Susan Donoghue
Last Updated August 6, 2024.
[Clouds] is a whole lot more than an exercise in slickness. Second albums have a tendency to lean heavily on promotion after an unknown "hot" property has shot his load on his debut LP, but this is not the case with Miss Mitchell. If it is possible to become an "old pro" between first and second albums, she has done it. Clouds is not slick, it is just smooth, and it is a joy to hear the composer's touch go into those numbers we've heard as Judy Collins' concert staples Chelsea Morning and The Midway Song. There is an undeniable power to the sort of "production numbers" these two songs become in a Collins concert, but there is an equally charming quality to Joni Mitchell's delivery of them as sort of tremulous love-confessions. But it would be hard to do anything wrong with the sort of poetry that Miss Mitchell produces. She has a fantastic eye (a "painter's eye", I guess, 'scuse the expression) for combining real, sensual imagery with special, and personal, pleading….

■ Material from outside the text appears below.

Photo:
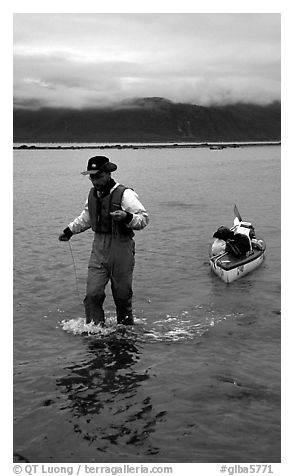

All of Joni Mitchell's songs are gentle, and even the one protest song on the album, The Fiddle and the Drum, seems to chide gently, rather than "protest". There's not a single bad apple in the Clouds barrel, including her best-known song, Both Sides Now, which is new all over again when sung by its mother. (pp. 42-3)
Susan Donoghue, in Jazz & Pop (© 1969 by Jazz Press Inc.; reprinted by permission of the author), September, 1969.